Newly elected Swedish Prime Minister Magdalena Andersson has announced her resignation just hours after making history as the country’s first woman premier.
“I have told the speaker that I wish to resign as prime minister,” Andersson told reporters on Wednesday in Stockholm, after the coalition led by her Social Democratic Party unraveled. The 54-year-old Andersson is reportedly seeking new support after the Green Party quit the new ruling minority coalition in the wake of a budget defeat.
The coalition was to govern on a razor-thin margin of support after the new PM was elected on Wednesday with more votes against her than for her in parliament. The vote was 117 MPs for Andersson, Sweden’s finance minister, and 174 against her, with 57 lawmakers abstaining or absent. Swedish law allows prime ministers to be appointed and govern as long as a majority of the Riksdag – 175 MPs – doesn’t vote against them.

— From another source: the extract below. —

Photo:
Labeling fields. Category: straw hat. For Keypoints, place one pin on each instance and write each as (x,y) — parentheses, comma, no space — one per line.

However, Andersson’s historic victory, making Sweden the last Nordic country to have a female head of state, was quickly followed by a legislative defeat, as the Centre Party declined to go along with other coalition members in supporting the government’s budget proposal. MPs instead passed a rival budget proposed by three conservative parties, including the Sweden Democrats.

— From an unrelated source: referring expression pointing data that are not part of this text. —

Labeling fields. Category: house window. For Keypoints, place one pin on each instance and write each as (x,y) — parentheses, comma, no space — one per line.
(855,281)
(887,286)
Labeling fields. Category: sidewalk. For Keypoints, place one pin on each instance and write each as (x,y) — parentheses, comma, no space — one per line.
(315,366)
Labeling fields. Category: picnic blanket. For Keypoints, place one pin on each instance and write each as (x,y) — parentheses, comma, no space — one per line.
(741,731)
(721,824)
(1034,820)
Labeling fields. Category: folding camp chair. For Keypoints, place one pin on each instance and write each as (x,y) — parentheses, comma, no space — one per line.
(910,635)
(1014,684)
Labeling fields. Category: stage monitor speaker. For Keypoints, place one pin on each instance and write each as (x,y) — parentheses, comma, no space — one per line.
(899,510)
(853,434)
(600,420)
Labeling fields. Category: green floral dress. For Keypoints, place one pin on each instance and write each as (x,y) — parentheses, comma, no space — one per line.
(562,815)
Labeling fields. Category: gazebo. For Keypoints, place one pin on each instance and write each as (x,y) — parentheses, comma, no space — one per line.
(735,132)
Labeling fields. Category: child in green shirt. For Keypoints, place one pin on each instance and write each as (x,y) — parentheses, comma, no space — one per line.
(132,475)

Although Andersson had said she could govern the country with the opposition budget, the Greens balked, with co-leader Marta Stenevi telling reporters the party sought power in order to push through its own policies. “It is not the Green Party’s job in politics to implement a budget negotiated with the Sweden Democrats.”
Andersson subsequently said she didn’t want to lead a government “where there may be grounds to question its legitimacy.” She reportedly told Riksdag Speaker Andreas Norlen that she’s interested in leading a one-party Social Democratic government. Sweden has a general election scheduled for next September.
The Social Democrats had chosen Andersson to replace Stefan Lofven, who stepped down as prime minister and party leader earlier this month. Lofven announced his intention to resign in August amid political infighting, including a no confidence vote against him, and hoped to give his successor “the best of conditions” heading into next year’s election.